The head of state was speaking at the Ajuda National Palace in Lisbon on Wednesday night, at a meeting followed by dinner in honour of the heads of Portugal’s diplomatic missions abroad, as part of the Diplomatic Seminar hosted in the country.
In his speech, the text of which was later published on his office’s YouTube channel, the president referred to the parliamentary elections announced for March 10, arguing that it is necessary to “follow up on what should not and cannot be sacrificed, improving what needs to be revised.”
Further on, Marcelo listed what he said he believes “must continue” following the parliamentary elections: “budgetary balance, low unemployment, export diversification, foreign investment, energy and digital transition.”

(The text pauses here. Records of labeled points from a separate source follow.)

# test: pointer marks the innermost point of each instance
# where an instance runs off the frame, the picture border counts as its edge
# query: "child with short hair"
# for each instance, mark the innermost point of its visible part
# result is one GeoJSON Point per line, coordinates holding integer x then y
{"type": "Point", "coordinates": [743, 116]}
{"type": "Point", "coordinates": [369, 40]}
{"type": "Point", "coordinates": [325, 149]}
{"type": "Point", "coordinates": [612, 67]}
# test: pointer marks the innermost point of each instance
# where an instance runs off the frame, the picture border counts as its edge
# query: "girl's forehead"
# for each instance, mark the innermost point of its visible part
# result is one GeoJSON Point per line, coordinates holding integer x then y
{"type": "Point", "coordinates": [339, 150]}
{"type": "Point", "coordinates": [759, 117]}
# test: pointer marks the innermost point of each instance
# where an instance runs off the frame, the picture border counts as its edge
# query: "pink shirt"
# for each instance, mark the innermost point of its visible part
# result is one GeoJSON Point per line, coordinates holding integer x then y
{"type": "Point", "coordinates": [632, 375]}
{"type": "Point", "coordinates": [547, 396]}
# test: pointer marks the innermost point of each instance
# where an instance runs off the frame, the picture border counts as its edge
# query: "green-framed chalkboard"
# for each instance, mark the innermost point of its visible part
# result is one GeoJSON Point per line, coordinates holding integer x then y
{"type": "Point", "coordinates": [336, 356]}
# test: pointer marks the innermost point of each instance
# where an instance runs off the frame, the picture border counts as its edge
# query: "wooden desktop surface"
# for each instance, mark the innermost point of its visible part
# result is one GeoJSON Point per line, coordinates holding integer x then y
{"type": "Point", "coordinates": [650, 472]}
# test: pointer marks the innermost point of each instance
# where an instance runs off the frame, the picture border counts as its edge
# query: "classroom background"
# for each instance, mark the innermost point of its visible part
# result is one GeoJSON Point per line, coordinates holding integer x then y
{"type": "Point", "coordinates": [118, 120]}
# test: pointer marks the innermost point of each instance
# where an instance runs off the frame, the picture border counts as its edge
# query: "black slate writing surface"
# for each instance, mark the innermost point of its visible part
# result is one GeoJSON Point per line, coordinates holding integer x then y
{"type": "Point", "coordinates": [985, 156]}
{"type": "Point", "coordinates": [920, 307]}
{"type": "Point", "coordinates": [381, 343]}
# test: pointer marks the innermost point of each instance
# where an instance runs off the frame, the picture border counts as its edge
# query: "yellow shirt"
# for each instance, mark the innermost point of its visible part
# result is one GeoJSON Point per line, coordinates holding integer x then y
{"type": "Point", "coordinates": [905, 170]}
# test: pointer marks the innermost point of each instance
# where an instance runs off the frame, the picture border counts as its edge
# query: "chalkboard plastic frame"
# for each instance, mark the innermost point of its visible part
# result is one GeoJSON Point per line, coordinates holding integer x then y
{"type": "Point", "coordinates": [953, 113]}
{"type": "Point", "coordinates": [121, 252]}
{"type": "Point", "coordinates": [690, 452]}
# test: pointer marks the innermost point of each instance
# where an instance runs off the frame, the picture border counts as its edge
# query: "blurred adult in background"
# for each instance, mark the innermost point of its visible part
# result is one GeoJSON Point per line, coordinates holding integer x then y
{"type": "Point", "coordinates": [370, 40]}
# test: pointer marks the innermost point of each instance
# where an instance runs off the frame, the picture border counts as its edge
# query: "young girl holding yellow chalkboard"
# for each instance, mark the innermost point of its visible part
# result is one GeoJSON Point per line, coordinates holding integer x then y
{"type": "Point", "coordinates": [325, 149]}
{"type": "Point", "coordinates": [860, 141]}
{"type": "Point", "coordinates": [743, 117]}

He then went on to list what “we need to continue trying to do more or better” in the next parliamentary term: “economic growth, acceleration of the Recovery and Resilience Plan (PRR) and attention to Portugal 2030, qualifications, science, technology, public administration and justice. And, in particular, social, personal, functional and territorial cohesion.
“The Portuguese will choose in 2024 which paths they want to take and with what political support. In other words, they will say which architecture they want to build in order to maintain, to underpin the fundamental guarantee of an approved State Budget, of a stabilised economic and social situation,” said Marcelo.
The president pointed out that in 2024 there will also be the European Parliament elections and the US presidential elections and predicted that “it will be a remarkable year in many ways, not least because in the global world the challenges of some are to a large extent the challenges of all.”
At the end of his speech, which lasted around 13 minutes, the head of state praised Portugal’s longevity, at almost 900 years: “Several times we foresaw the end of our path, of our identity, of our existence, and we resisted.”
In the first part of his speech, the president pointed to continuity in foreign policy as “one of the country’s strengths” and highlighted the presence of Portuguese nationals in positions of “international prominence” such as the secretary-general of the United Nations, António Guterres – a former prime minister of Portugal.
In Marcelo’s opinion, Guterres has acted with “serene courage” in the face of the most varied crises and situations in various parts of the world “in times of war, drama, tragedy and emotion.”
With regard to the future, he said: “It is with joy that we always look forward to yet another example of service to many more than ourselves from someone who has served the Portuguese people for so long and so proficiently.”
Referring to the eight years he spent as president with António Costa as prime minister and the challenges that Portugal’s diplomats faced during the period, Marcelo said that “the years of cohabitation with heads of state and government from different hemispheres were an innovative and challenging experience.”
The president praised “the active, creative and internationally recognised performance of the head of government and those who supported him in the external challenges” and, in front of the minister of foreign affairs, João Gomes Cravinho, thanked him for “his determination, analytical capacity and inexhaustible energy.”
Before listing the objectives for 2024 on the domestic front, the head of state spoke of the “essential challenges on the strictly external front” – among which he included “both in NATO (the North Atlantic Treaty Organization) and in the European Union, maintaining total coherence in principles and clarity in the management of obstacles to enlargement.”